TONY YAPIAS: The governor — from the governor’s office, or at least from the state government, I mean, the governor immediate — upon my request to start an investigation Wednesday morning, within hours the governor had called for an internal investigation to all the agencies. And then, yet, by yesterday, they had pretty much pinned down where the information was coming from. So the state took immediate action, and they got to work right away on that.
Now, on the other side, from the anti-immigrant groups, the Utah Coalition Against Illegal Immigration, they’re the ones that have created this situation. And, you know, I can almost be sure, in just listening to one of their spokesperson yesterday, they said that they justify this type of list being provided to the whole world and that they would — and then, Mr. Eli Cawley said, "Hey, I would — if I had this list, I would make sure" — that he would be providing that information to the rest of the world. And so, that, to me, is dangerous, you know? To make an exception on a certain group of people and to basically racially profile.
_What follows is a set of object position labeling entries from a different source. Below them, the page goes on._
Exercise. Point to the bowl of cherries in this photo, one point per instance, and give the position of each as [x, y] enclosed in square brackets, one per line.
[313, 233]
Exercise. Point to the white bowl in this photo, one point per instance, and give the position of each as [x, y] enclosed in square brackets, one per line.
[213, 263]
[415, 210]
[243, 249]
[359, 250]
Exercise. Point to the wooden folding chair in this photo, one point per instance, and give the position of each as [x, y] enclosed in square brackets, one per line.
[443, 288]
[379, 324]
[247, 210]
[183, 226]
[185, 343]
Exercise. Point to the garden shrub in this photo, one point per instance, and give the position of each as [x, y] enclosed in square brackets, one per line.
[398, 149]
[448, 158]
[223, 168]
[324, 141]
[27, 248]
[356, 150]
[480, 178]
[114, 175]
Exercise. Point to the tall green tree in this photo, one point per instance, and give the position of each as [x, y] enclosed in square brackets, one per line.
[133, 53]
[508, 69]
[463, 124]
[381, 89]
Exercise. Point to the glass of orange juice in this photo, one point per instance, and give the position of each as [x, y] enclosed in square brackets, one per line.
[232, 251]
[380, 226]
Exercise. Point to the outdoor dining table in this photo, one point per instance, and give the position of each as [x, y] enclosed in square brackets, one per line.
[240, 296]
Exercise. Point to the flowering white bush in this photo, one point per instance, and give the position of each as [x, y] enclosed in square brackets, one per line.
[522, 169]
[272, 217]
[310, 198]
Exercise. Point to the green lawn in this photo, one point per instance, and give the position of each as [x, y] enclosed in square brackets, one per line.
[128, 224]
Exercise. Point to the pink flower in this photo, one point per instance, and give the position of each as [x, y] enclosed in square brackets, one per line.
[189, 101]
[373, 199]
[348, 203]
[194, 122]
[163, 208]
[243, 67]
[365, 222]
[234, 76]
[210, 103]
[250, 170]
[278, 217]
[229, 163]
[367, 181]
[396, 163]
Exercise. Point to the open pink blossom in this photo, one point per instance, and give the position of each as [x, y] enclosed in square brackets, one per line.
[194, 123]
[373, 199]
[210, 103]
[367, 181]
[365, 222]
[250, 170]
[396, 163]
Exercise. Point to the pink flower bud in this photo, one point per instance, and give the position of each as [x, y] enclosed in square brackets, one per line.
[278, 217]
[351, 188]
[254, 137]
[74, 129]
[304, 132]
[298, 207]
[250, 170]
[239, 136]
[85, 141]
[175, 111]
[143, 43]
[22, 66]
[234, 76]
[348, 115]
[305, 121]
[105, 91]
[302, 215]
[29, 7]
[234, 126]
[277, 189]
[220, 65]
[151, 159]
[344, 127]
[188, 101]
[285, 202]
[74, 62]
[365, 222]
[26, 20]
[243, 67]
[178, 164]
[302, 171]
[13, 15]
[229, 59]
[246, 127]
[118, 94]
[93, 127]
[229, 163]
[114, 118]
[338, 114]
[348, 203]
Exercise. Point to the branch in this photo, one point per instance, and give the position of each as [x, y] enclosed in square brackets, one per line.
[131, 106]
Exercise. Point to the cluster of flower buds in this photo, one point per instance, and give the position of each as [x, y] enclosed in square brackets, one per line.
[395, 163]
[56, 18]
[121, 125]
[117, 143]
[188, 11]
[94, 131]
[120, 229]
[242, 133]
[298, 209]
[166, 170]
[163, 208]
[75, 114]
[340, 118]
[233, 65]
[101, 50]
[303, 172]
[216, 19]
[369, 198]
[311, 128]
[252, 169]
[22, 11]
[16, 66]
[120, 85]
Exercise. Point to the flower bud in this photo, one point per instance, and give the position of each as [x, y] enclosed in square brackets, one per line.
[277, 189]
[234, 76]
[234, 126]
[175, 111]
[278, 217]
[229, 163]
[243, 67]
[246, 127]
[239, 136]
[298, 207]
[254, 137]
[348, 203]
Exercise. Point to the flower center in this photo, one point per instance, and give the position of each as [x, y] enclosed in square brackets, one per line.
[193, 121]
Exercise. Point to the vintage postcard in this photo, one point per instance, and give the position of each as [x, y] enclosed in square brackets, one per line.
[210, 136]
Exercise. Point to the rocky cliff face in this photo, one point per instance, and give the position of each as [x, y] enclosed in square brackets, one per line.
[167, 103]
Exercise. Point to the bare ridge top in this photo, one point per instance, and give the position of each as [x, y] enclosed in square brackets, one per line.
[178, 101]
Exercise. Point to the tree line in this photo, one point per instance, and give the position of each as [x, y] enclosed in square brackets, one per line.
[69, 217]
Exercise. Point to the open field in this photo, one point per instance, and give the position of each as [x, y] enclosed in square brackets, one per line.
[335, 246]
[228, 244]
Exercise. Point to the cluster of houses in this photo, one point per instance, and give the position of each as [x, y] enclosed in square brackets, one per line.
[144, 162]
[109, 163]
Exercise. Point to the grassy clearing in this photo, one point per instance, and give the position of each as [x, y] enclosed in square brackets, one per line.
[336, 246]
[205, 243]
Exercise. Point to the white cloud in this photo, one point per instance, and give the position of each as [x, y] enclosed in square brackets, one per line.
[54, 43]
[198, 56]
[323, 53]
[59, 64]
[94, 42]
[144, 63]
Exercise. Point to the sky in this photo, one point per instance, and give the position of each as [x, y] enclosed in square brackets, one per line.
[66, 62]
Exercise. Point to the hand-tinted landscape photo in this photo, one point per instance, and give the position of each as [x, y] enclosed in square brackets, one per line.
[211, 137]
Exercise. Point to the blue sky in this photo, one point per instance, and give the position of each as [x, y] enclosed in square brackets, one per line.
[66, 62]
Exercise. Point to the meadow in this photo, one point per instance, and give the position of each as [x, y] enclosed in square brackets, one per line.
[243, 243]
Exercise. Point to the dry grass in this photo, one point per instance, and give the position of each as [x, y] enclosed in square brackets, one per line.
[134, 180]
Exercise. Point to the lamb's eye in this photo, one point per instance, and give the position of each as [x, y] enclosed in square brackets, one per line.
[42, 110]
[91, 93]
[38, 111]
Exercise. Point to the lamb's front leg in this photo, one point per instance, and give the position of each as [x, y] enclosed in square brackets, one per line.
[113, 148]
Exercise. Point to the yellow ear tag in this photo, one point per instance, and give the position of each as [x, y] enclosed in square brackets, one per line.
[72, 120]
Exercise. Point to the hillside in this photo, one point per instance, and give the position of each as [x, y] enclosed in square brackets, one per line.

They don’t have any other names on this. I mean, yes, most of the undocumented immigrants in our community — in our state or throughout the country are Latinos. But, you know, what about the 35 percent or so who are non-Latinos — Asians, African — from Africa, from Europe, from the rest of the world? And so, you know, they have really targeted our community in this effort, so...
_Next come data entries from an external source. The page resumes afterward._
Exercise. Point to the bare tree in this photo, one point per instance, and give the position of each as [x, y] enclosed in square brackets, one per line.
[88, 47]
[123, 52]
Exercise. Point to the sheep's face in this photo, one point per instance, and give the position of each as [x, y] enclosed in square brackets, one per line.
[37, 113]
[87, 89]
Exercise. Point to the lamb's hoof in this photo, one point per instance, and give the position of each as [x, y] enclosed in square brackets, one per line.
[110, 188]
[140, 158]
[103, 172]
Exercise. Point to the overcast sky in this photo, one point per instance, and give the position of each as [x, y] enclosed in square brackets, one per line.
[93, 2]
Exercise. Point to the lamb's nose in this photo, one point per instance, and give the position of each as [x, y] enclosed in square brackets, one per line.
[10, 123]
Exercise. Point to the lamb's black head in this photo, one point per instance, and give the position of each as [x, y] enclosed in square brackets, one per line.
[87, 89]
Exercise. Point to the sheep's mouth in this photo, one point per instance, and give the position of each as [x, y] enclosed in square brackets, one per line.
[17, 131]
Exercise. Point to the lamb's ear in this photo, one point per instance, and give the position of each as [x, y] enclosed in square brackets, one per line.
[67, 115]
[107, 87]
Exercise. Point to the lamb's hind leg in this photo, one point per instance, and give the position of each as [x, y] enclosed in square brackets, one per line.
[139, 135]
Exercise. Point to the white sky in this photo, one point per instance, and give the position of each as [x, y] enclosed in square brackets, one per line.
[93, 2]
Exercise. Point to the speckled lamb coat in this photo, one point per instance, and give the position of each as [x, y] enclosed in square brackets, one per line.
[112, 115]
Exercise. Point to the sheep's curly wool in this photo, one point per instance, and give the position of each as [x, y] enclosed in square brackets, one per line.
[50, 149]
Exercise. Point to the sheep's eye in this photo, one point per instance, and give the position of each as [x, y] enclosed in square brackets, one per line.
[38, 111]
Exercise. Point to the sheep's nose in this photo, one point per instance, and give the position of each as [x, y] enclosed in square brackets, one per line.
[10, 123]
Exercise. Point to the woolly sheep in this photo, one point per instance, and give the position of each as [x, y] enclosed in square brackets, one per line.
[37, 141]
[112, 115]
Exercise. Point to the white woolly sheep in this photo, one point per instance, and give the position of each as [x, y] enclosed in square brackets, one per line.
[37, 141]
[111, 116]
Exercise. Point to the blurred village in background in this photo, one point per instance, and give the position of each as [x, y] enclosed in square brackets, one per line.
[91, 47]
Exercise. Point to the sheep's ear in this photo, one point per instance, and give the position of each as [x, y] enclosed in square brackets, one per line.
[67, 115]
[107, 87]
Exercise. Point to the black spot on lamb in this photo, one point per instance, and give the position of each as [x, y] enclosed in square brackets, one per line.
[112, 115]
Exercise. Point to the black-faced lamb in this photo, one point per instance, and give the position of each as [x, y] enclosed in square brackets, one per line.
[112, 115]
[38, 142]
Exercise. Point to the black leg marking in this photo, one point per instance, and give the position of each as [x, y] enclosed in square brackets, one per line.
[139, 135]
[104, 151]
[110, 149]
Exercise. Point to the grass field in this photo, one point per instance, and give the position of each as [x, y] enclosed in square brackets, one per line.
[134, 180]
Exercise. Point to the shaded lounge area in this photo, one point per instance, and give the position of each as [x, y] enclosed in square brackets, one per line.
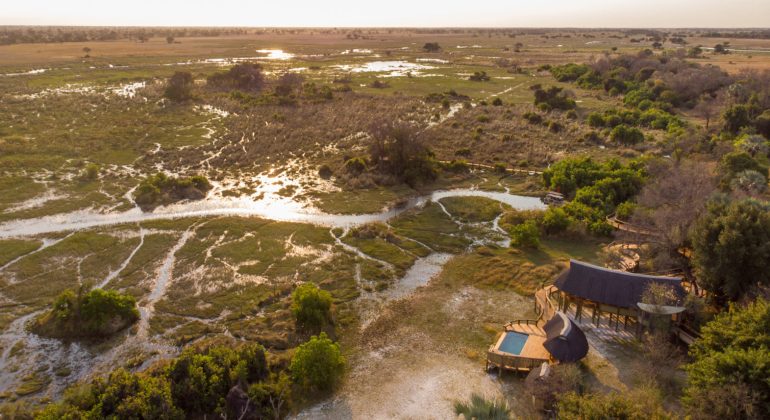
[610, 296]
[525, 345]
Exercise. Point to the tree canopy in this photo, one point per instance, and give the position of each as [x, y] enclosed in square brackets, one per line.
[731, 247]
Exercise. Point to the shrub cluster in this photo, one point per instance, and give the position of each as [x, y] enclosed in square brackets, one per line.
[97, 313]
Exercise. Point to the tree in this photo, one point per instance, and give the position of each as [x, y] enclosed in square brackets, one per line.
[737, 162]
[431, 47]
[317, 364]
[398, 149]
[731, 363]
[246, 77]
[721, 49]
[749, 182]
[668, 206]
[555, 220]
[736, 117]
[753, 144]
[311, 306]
[526, 235]
[201, 380]
[731, 248]
[179, 87]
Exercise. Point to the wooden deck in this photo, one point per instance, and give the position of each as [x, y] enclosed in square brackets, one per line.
[533, 347]
[532, 355]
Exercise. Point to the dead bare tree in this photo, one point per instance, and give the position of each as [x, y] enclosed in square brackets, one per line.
[668, 205]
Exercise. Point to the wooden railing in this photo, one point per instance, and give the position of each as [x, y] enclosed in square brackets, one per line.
[504, 361]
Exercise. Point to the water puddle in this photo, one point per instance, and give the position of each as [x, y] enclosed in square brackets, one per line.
[393, 68]
[274, 207]
[26, 73]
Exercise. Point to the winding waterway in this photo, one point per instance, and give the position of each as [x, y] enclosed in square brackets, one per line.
[272, 208]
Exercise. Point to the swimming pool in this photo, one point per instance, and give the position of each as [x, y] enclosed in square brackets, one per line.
[513, 342]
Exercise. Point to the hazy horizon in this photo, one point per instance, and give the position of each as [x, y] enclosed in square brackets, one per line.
[396, 13]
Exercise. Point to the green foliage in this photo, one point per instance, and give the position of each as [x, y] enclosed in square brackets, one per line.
[479, 76]
[317, 364]
[479, 408]
[179, 87]
[553, 98]
[731, 248]
[573, 406]
[161, 189]
[325, 172]
[91, 172]
[200, 381]
[245, 77]
[121, 395]
[194, 385]
[597, 189]
[525, 235]
[398, 150]
[736, 117]
[731, 364]
[569, 72]
[625, 210]
[555, 220]
[737, 162]
[431, 47]
[311, 306]
[355, 165]
[569, 175]
[97, 313]
[626, 135]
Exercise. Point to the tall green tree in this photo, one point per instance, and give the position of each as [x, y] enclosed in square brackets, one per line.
[731, 248]
[728, 377]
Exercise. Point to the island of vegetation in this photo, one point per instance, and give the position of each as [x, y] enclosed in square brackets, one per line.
[161, 189]
[95, 314]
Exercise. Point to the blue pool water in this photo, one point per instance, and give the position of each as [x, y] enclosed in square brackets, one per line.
[513, 342]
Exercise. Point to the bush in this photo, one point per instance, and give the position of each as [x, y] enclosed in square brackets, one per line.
[625, 210]
[479, 408]
[355, 165]
[626, 135]
[431, 47]
[311, 306]
[555, 220]
[91, 172]
[569, 72]
[317, 364]
[97, 313]
[533, 118]
[325, 172]
[734, 163]
[553, 98]
[245, 77]
[731, 250]
[731, 363]
[179, 87]
[479, 76]
[200, 380]
[639, 405]
[525, 235]
[161, 189]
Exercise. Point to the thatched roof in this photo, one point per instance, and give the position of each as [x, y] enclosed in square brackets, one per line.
[564, 339]
[610, 287]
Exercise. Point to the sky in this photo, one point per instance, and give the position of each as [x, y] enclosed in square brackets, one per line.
[392, 13]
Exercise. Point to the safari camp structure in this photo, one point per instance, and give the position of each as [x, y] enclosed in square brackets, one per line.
[583, 290]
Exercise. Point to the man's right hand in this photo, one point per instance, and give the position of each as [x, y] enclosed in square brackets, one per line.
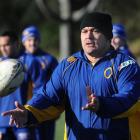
[18, 116]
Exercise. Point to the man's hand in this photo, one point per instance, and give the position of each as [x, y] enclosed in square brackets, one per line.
[18, 116]
[93, 101]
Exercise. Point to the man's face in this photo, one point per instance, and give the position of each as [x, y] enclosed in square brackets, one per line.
[6, 47]
[31, 44]
[116, 42]
[94, 43]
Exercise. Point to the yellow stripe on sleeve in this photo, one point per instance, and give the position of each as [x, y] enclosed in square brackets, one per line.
[46, 114]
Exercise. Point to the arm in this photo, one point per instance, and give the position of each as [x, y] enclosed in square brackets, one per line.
[128, 93]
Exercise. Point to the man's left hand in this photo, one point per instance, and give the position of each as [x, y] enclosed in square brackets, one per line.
[93, 101]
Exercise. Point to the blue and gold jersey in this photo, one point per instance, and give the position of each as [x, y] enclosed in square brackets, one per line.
[114, 79]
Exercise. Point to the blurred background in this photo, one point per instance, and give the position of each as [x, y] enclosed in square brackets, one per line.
[59, 20]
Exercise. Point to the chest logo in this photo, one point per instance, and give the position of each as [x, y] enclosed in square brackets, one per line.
[108, 72]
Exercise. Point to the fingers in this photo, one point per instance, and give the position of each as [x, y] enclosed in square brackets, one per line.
[11, 122]
[92, 100]
[7, 113]
[19, 106]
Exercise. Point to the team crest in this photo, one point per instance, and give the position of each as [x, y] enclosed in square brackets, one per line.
[25, 33]
[108, 72]
[43, 65]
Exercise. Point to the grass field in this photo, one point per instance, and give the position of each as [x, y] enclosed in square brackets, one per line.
[59, 130]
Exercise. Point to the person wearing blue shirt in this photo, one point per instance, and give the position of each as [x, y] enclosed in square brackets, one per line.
[119, 40]
[46, 64]
[93, 86]
[9, 48]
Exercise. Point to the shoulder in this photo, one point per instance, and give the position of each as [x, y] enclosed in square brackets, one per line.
[123, 61]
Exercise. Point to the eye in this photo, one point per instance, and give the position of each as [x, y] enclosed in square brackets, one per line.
[96, 30]
[83, 31]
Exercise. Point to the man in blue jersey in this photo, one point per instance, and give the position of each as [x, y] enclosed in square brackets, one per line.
[119, 40]
[93, 86]
[31, 41]
[9, 48]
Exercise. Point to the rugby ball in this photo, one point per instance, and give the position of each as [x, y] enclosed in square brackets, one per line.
[11, 76]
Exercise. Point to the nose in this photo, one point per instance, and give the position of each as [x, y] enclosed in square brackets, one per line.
[90, 34]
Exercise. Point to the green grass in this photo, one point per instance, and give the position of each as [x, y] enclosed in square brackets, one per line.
[59, 130]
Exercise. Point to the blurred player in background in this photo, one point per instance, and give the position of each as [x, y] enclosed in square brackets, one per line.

JUAN GONZALEZ: Yeah, I want to get back to this issue that this was provided, this list was provided to federal officials about three months ago, because obviously the people who, especially in divulging health information, private health information of individuals, are potentially violating federal laws. What is your sense in terms of how the federal government has been dealing with this issue in your state? Because clearly the Obama administration, rather than utilizing workplace raids to begin to find and deport undocumented people in the country, has been resorting more to getting this kind of data information and asking empoyers to, in essence, fire workers and get rid of folks who don’t have proper documentation in the country. Your sense of how the federal government reacted in the last three months to this information that came to them?
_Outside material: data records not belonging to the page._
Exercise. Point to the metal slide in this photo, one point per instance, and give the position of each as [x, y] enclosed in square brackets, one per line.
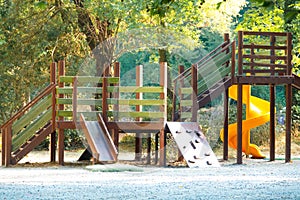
[99, 140]
[192, 144]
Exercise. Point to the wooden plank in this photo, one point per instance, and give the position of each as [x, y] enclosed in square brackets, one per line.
[32, 114]
[188, 90]
[25, 135]
[143, 102]
[68, 101]
[69, 113]
[265, 57]
[186, 103]
[249, 46]
[184, 115]
[134, 89]
[64, 113]
[69, 90]
[88, 79]
[138, 114]
[256, 64]
[134, 126]
[264, 33]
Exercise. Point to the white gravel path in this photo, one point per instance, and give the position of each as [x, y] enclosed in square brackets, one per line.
[255, 179]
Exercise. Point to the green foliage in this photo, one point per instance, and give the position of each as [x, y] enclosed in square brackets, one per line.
[276, 16]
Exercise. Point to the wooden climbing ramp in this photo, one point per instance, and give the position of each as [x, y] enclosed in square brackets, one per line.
[192, 144]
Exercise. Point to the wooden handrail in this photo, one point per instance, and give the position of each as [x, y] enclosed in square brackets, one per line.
[42, 94]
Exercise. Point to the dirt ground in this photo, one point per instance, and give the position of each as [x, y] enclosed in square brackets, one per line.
[254, 179]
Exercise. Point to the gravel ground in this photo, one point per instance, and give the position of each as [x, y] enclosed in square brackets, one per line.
[255, 179]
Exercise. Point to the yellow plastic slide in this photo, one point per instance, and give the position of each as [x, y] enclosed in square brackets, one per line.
[257, 113]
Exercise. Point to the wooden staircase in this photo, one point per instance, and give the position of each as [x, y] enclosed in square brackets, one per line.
[29, 127]
[30, 144]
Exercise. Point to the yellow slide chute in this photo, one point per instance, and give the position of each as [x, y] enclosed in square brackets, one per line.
[257, 113]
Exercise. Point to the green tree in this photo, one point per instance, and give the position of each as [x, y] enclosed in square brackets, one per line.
[34, 33]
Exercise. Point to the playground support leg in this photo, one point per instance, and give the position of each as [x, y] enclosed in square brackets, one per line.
[162, 146]
[156, 148]
[240, 124]
[148, 148]
[288, 123]
[115, 136]
[272, 122]
[8, 142]
[3, 146]
[225, 143]
[138, 146]
[61, 146]
[52, 146]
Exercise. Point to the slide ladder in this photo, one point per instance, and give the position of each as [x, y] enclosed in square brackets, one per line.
[100, 143]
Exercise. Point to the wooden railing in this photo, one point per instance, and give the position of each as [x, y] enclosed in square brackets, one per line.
[105, 95]
[264, 53]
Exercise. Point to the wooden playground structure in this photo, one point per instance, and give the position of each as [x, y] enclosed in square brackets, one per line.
[67, 98]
TONY YAPIAS: Well, what we know is that the ICE offices, they’ve been very active rounding up gang members, criminals, that element in our community. Last year, the state of Utah passed a law that went into implementation called SB 81, which now anyone that goes to a jail, or for whatever reason you get to a jail, now they will check your immigration status on that. And so, as a result of that, I mean, you know, several thousand people have been deported for — you know, for minor crimes that they made, ended up in jail. And so, we know that the effort, all the way from Washington to the state, has been rounding up criminals. Now, also there’s also been this silent raids, what they call it, in that as E-Verify becomes more accepted by companies, then they’re letting their people go. They’re firing people, because they’re not eligible to work. And so — and that has created you know, our communities, many of our families are — also been pretty squeezed up in our system, so...
AMY GOODMAN: Tony Yapias, we want to thank you very much for being with us, director of Proyecto Latino de Utah, the Latino Project of Utah. He’s the former director of the Utah Office of Hispanic Affairs. We will continue to follow this story.